Constanza Macras «Megalopolis» (2010)

«The wish to be entirely in the present includes to live on top of yesterday's trash», stated Constanza Macras. Her dance and theatre performance «Megalopolis» (2010) is being streamed from Schaubühne tonight, May 5th.

Publisert Sist oppdatert

Constanza Macras’ compagnie Dorky Park belongs to the most acclaimed troupes in the field of contemporary dance and theatre today, a position that already signifies her special fusion of dance and theatre in most of her work. This combination of choreography and theatre has been the result of her personal artistic development as a dancer and choreographer that spans from her upbringing in Buenos Aires (with a flowering small theatre movement after the end of Argentina’s dictatorship in 1983) over education at the Merce Cunningham Studio in New York to Amsterdam as a hot spot for new dance and her final advent in Berlin in 1995. Not to forget the inspiring impact of Pina Bausch’s dance theatre during all those years. As Macras’ pieces are never pure dance, far from traditional formulas, her shows include language, pop culture and very often video in order to explore social issues for an expanded concept of dance theatre. Her first milestone production with the international Dorky Park troupe was the multi-venue Back to the Present in an abandoned department store in Berlin in 2003 which was two years later adapted for Schaubühne as the beginning of a collaboration that lasted until 2015. Macras became the principal partner choreographer for this theatre after Sasha Waltz, with such experiments as Shakespeare’s A Midsummer Night’s Dream in co-direction with Thomas Ostermeier in 2006 and a number of internationally awarded Dorky Park co-productions following, Megalopolis receiving the famed national FAUST prize.
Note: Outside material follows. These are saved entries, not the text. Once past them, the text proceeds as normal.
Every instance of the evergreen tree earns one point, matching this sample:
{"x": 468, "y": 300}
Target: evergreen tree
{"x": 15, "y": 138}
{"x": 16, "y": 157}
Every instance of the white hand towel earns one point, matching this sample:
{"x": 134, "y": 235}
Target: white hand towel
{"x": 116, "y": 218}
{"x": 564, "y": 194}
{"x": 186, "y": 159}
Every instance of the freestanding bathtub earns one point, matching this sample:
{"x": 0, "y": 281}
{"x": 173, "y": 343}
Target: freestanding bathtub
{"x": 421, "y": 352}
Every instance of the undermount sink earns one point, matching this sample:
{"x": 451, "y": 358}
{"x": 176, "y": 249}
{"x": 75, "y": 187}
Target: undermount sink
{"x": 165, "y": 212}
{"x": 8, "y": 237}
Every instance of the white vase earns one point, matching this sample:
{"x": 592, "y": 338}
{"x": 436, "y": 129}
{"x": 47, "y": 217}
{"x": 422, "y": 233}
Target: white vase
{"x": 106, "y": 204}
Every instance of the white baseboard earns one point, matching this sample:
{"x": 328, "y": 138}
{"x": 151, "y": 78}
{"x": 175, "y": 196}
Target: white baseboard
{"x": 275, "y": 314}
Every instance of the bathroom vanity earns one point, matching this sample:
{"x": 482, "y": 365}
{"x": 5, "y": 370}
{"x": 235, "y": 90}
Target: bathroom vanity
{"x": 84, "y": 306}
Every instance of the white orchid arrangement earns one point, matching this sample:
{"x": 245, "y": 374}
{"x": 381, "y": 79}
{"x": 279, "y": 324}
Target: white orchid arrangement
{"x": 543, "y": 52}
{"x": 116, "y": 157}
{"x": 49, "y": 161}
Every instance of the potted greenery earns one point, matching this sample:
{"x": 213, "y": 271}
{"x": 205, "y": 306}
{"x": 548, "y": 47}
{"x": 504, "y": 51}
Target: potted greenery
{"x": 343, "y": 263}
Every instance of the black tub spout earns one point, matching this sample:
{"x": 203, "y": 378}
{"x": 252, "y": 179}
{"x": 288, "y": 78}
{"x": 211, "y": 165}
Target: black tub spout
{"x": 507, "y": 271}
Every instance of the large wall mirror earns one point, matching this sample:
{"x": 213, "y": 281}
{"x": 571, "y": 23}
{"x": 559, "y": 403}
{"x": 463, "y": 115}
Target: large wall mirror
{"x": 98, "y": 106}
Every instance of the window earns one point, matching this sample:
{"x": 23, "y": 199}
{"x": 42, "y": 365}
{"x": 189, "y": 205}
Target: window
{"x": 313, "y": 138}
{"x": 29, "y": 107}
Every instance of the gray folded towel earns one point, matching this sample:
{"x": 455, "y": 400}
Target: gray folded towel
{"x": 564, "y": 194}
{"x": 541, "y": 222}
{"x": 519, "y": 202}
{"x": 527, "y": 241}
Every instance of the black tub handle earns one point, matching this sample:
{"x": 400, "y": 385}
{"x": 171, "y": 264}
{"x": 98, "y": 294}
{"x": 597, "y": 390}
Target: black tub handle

Mingle of styles and genres

As a city is never one town but many, Megalopolis allows for stylistic diversity, for a wild mingling of styles, genres and sensibilities. As if it would represent the idea of a city with no generic order of cultural classification or social preferences, Macras’ choreography can take up street dance like hip-hop and break dance as well as stylized moves from daily life and quotes from dance traditions that appear as ironic clichés. Macras’ interest is not in the superstructure of power but rather in the quotidian microstructures, in small things, gestures and conflicts, of every-day life, as it is the place of dirty concrete structures under video billboards in Alissa Kolbusch’s stage design that looks like the least-commercial corner of a make-shift street market. Characters like drifters and drop-outs dwell there like aspiring artists and lost lovers. The issue of uprootedness, mirrored and to be heard in some of the verbal parts, is thereby not seen as exclusively negative - Macras’ life stories in that landscape of colourful urban decay contradict this with all their energy in the competition between the body and the social (and, precisely, the sexual). For Megalopolis she was inspired by Richard Sennett’s sociological study The Fall of the Public Man, with regard to his ideas of immigration and separation in cities. This appears as a recurrent theme in much of Macras’ work. The issue is treated with stories from all the people her company is composed of – Spanish-speaking, Japanese, English, Babylonian German. And often in a stylish pop mode that some people and critics have seen as trashy. The most remarkable scenic device, aside from the story material, is the cinemascope design of space for movement - and rarely you find the synchronicity of bodies but rather their unparalleled lives in respective dance figures with the music by Santiago Blaum. Not the synchronicity of dance moves makes the rules - while this may happen here and there for the rhythm of it all - but the chaotic separations of city life as it is.

Macras stated: “The wish to be entirely in the present includes to live on top of yesterday’s trash.”